So I'm still in the same boat in just about every way...
We've had two good discussions on the matter since, but neither have gone anywhere.
One discussion, she says that she feels that she would need time alone... to understand what it is to be alone with herself. Problem is, we have kids and we live under the same roof. She mildly suggest that I could get a fully furnished condo and move out every second week when we don't have the kids, so to not affect them. (as, if this works out, the kids will not have to go through the back and forth of us being together and then apart.)
We left it at that...
A few days later, we reopened the discussion.... In her head, she's asking herself if she's not meant to live alone all her life..., Then she asks me... how is it that you know that you love me? She want's to know the criteria to love...
First of all, this person will never be happy alone... and I expressed this to her.
Secondly, I've suggested that she stops analysing what love is and just allows herself to be happy in the moment. I feel she's afraid to fail at another relationship.
The therapy still has yet to happen, as she's had an extremely rough month at work. I'm scepticle.

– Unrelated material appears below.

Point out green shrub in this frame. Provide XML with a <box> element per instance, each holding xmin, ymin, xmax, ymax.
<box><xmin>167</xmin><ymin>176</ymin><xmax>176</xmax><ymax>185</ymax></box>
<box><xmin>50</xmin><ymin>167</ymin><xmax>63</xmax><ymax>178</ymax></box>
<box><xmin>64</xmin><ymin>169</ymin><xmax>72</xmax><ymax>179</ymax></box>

My brother thinks that she is selfish and that I should take my son and move on...
A female friend of mine thinks that we have a lot invested in this and that I should give her some time and space.
I don't know... I understand both perspectives. I don't want to just be needed, I want to be wanted! I love this person and I would like to work on this with her, but not at the expense of my heart and sanity. She seems to always get what she wants, and doesn't recognize it.